Instituição vive crise financeira e greve de quase três meses.

O número total de estudantes matriculados na Universidade de São Paulo (USP) cresceu 95,8% em 25 anos, de 44.811 em 1989 (quando por lei a universidade passou a ter autonomia financeira) para 87.751 em agosto de 2014, segundo um levantamento feito por professores do Instituto de Biociências (IB) e dos dados atualizado pela reitoria da instituição para agosto deste ano. No mesmo período, o número de professores na universidade foi de 5.626 para 6.008, um aumento de 6,8%. Já a quantidade de funcionários, a única que chegou a cair 13,5% entre 1989 e 2009, voltou a subir nos últimos cinco anos e igualou o patamar de 25 anos atrás.

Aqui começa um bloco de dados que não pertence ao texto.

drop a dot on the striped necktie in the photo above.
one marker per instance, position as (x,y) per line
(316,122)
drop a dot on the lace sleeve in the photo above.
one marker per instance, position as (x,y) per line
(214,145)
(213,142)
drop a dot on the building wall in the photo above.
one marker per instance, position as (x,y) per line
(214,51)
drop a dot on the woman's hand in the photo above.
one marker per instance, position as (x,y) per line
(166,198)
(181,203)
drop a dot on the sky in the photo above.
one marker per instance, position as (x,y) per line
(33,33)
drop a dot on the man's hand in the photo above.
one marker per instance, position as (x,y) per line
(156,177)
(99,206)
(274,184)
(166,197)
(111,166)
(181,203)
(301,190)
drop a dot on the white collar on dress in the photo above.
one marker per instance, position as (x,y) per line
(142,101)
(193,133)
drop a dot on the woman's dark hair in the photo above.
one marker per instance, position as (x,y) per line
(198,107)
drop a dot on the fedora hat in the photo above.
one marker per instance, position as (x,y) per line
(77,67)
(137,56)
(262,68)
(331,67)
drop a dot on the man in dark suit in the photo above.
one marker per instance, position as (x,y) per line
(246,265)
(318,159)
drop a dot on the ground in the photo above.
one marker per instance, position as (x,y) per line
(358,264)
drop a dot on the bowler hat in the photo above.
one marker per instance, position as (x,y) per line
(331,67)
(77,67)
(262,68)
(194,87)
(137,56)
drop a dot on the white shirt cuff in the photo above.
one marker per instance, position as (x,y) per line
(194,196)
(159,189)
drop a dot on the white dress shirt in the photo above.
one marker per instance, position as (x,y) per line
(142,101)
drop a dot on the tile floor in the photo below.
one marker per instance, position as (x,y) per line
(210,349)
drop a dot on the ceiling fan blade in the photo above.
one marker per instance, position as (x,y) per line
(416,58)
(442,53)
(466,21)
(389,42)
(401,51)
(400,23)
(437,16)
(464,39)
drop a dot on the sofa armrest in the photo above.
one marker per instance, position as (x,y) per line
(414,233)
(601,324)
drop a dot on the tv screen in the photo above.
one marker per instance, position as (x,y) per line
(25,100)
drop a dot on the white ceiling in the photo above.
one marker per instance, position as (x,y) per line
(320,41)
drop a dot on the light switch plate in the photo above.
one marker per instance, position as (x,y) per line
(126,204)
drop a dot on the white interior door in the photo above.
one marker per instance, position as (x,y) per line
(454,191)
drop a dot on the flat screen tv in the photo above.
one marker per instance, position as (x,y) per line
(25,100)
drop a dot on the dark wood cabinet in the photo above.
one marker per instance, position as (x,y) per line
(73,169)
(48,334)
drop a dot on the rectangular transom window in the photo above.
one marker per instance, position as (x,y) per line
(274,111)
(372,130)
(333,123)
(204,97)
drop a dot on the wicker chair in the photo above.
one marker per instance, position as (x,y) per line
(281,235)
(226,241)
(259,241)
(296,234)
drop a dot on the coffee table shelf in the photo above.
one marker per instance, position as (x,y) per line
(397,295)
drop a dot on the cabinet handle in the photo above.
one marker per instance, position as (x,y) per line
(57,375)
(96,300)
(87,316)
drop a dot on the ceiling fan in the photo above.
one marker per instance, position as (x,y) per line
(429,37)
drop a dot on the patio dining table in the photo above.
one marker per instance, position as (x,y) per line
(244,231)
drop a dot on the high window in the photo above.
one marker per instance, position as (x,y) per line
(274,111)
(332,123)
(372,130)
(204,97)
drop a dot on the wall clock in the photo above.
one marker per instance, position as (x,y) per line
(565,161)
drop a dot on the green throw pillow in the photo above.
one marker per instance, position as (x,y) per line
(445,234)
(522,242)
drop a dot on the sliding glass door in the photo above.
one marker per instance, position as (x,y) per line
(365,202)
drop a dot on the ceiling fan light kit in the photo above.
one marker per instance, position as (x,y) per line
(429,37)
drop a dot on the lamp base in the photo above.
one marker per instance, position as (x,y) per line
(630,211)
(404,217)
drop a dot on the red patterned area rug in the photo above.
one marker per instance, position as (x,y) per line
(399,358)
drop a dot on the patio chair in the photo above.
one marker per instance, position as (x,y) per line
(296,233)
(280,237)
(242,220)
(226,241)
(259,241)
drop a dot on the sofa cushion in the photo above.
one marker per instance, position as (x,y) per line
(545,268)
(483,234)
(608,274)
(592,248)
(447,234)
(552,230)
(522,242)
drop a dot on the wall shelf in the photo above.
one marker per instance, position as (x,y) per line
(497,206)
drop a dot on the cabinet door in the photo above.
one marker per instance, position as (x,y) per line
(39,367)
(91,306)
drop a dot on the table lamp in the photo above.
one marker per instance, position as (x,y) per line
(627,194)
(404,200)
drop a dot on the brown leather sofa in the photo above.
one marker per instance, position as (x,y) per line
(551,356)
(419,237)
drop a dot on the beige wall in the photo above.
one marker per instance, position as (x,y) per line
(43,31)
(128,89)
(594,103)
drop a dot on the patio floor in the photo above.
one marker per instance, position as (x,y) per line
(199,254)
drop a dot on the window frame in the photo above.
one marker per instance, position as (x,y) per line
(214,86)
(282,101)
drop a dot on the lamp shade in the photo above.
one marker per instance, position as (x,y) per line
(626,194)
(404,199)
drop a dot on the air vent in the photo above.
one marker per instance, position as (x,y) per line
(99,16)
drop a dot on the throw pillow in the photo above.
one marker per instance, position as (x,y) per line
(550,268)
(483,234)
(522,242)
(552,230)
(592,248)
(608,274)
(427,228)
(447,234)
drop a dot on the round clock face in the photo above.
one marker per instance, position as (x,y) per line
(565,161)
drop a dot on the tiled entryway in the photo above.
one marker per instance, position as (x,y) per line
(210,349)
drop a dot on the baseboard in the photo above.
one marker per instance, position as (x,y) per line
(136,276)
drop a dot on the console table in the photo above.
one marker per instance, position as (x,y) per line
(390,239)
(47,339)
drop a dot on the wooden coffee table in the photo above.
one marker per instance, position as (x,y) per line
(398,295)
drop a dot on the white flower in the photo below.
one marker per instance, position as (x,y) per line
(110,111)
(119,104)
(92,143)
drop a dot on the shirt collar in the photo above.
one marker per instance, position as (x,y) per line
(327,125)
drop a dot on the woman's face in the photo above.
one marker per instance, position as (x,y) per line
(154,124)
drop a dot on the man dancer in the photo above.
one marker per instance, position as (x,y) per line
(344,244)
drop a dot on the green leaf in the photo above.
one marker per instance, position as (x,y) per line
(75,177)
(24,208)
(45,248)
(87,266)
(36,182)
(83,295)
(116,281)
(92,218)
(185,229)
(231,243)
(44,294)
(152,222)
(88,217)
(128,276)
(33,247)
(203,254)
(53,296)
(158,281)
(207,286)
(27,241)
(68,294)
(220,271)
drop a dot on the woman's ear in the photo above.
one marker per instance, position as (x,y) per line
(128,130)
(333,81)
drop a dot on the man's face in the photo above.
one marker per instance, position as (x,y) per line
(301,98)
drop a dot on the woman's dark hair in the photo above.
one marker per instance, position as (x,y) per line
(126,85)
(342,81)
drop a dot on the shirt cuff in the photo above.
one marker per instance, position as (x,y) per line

Esses dados fazem parte de uma carta pública divulgada pelos docentes do IB-USP em agosto. Parte dele também consta de um dos boletins informativos de greve divulgados pela Associação dos Docentes da USP (Adusp) neste mês. Ao contrário dos demais professores em greve, os docentes do IB, que fica na Cidade Universitária, na Capital paulista, pararam suas atividades há cerca de 20 dias.

Procurada pelo G1, a assessoria de imprensa da reitoria da USP afirmou que não comentaria o conteúdo da carta. A USP compilou uma série de dados mostrando a evolução do repasse de recursos do governo à universidade desde 2009 para explicar o aumento do peso que a folha de pagamento de professores e funcionários nos últimos anos.

A crise na universidade teve seu estopim em maio, quando o novo reitor, Marco Antonio Zago, decidiu congelar os salários dos servidores docentes (os professores) e os não-docentes (os funcionários), alegando que a folha de pagamento havia atingido 105% do orçamento total de R$ 5,17 bilhões(veja ao lado entrevista do reitor da USP ao Bom Dia Brasil).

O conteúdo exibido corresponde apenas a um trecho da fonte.